On-Call Management

Escalation Policies: Designing Alert Escalation That Actually Works

Learn how to design alert escalation policies that ensure critical incidents always get attention while minimizing unnecessary interruptions to your team.

AzMonitor TeamJune 18, 20257 min read · 1,150 wordsUpdated January 20, 2026
escalationon-callalertingincident management

An escalation policy is the safety net under your on-call rotation. When the primary responder doesn't acknowledge an alert — because they're asleep, in a meeting, or dealing with another incident — escalation ensures someone else picks it up. A well-designed escalation policy means no critical alert ever goes unaddressed. A poorly designed one floods inboxes with alerts nobody acts on.

What an Escalation Policy Defines

Every escalation policy answers three questions:

  1. Who gets notified first? (primary)
  2. If they don't respond, who's next? (escalation chain)
  3. How long to wait before escalating? (timeout)

Simple version:

Alert fires → Primary on-call (5 min timeout)
  ↓ No ack
Secondary on-call (5 min timeout)
  ↓ No ack
Engineering manager (10 min timeout)
  ↓ No ack
VP Engineering (continuous paging)

The complexity of your escalation policy should match the complexity of your organization and the severity of your alerts.

Severity-Based Escalation

Different alert severities should have different escalation urgency and chains:

# Escalation policies by severity

P1_critical:
  level_1:
    target: primary_oncall
    timeout_minutes: 3
    notification: [phone_call, sms, push]
  level_2:
    target: secondary_oncall
    timeout_minutes: 5
    notification: [phone_call, sms]
  level_3:
    target: engineering_manager
    timeout_minutes: 10
    notification: [phone_call]
  level_4:
    target: vp_engineering
    timeout_minutes: 15
    notification: [phone_call]

P2_high:
  level_1:
    target: primary_oncall
    timeout_minutes: 15
    notification: [push, sms]
  level_2:
    target: secondary_oncall
    timeout_minutes: 30
    notification: [push]
  level_3:
    target: engineering_manager
    timeout_minutes: 60
    notification: [push]

P3_medium:
  level_1:
    target: team_slack_channel
    timeout_minutes: 120
    notification: [slack]
  level_2:
    target: primary_oncall
    timeout_minutes: 480  # 8 hours (business hours)
    notification: [push]

Building Escalation Policies in PagerDuty

# Create escalation policy via PagerDuty API
import pdpyras

session = pdpyras.APISession(api_key="YOUR_API_KEY")

policy = {
    "type": "escalation_policy",
    "name": "Engineering P1 Escalation",
    "description": "Critical incident escalation for engineering team",
    "escalation_rules": [
        {
            "escalation_delay_in_minutes": 3,
            "targets": [
                {
                    "type": "schedule_reference",
                    "id": "PRIMARY_SCHEDULE_ID"  # Primary on-call schedule
                }
            ]
        },
        {
            "escalation_delay_in_minutes": 5,
            "targets": [
                {
                    "type": "schedule_reference",
                    "id": "SECONDARY_SCHEDULE_ID"  # Secondary on-call schedule
                }
            ]
        },
        {
            "escalation_delay_in_minutes": 10,
            "targets": [
                {
                    "type": "user_reference",
                    "id": "ENGINEERING_MANAGER_USER_ID"
                }
            ]
        }
    ],
    "repeat_enabled": True,
    "num_loops": 3  # Repeat the escalation chain 3 times before stopping
}

result = session.post("escalation_policies", json={"escalation_policy": policy})
print(f"Created policy: {result['escalation_policy']['id']}")
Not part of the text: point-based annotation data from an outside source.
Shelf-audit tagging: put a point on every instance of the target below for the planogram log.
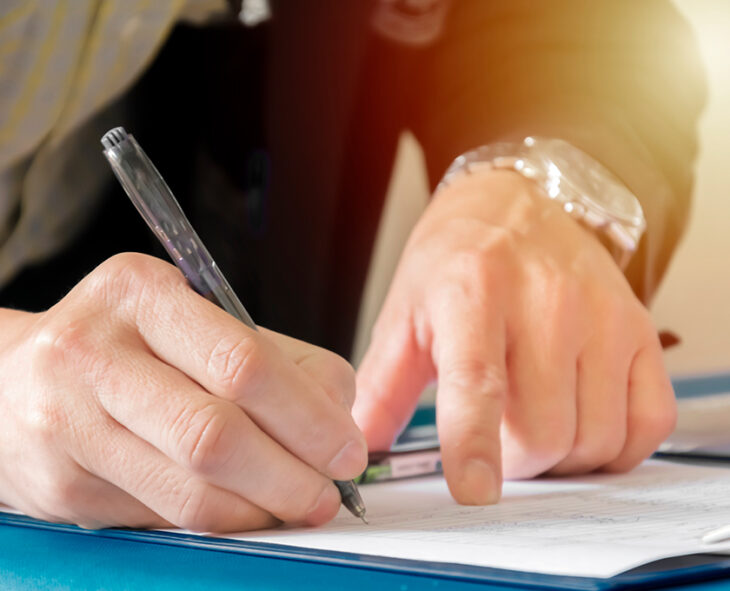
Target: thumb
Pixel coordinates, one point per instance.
(390, 380)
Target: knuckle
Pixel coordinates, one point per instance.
(340, 378)
(594, 452)
(549, 445)
(293, 502)
(660, 423)
(469, 374)
(68, 344)
(62, 495)
(126, 280)
(45, 420)
(205, 445)
(197, 509)
(236, 366)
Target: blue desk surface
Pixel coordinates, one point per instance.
(42, 559)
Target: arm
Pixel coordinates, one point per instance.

Notification Channels by Escalation Level

Different escalation levels should use different notification channels. Phone calls wake people up but are appropriate for P1. Push notifications are less disruptive for P2:

| Escalation Level | P1 Channels | P2 Channels | P3 Channels | |---|---|---|---| | Level 1 (primary) | Phone + SMS + Push | Push + SMS | Slack | | Level 2 (secondary) | Phone + SMS | Push | Push | | Level 3 (manager) | Phone | SMS | Email | | Level 4 (executive) | Phone | Email | — |

Configure per-person notification preferences to respect individual preferences while maintaining escalation requirements:

# Engineer notification preferences
alice:
  high_urgency:
    - phone_call
    - sms
    - push_notification
  low_urgency:
    - push_notification
  quiet_hours_override: true  # Ring even during quiet hours for P1

bob:
  high_urgency:
    - sms
    - push_notification
  low_urgency:
    - push_notification
  quiet_hours_override: false  # Respect quiet hours (secondary will catch P1)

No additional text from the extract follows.